Cretinisme ou Évolution maléfique ? Nos. 4&5
Édité par E.T. Babinski
"Le Seigneur des mouches"
Qui est le « Seigneur des mouches » ? Satan ou Dieu ?
La vision de Martin Luther
Le père du christianisme protestant, Martin Luther, pensait que les mouches étaient nuisibles, envoyées par le diable pour l'agacer lorsqu'il lisait. Il a peut-être eu cette idée à partir du Nouveau Testament, où "Satan" est associé à "Beelzebub" - en hébreu, "baal-zevuv", signifiant littéralement, "seigneur des mouches". Bien sûr, je ne suis pas sûr si appeler Satan "seigneur des mouches" était à l'origine plus une insulte adressée aux mouches ou à Satan.
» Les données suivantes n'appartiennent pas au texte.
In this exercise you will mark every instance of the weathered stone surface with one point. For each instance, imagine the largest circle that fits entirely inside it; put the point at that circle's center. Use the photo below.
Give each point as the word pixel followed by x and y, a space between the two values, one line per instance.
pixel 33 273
Il va sans dire que Luther voyait « Satan » rôder partout. Selon Luther, « Les serpents et les singes sont soumis au démon plus que les autres animaux. Satan habite en eux et les possède. Il les utilise pour tromper les hommes et les blesser... »
« Les démons sont dans les bois, dans les eaux, dans les déserts et dans les lieux sombres et profonds, prêts à nuire et à préjudicier aux gens ; certains se trouvent également dans les épais nuages noirs, qui provoquent la grêle, l'éclair et le tonnerre, et empoisonnent l'air, les pâturages et les terrains... »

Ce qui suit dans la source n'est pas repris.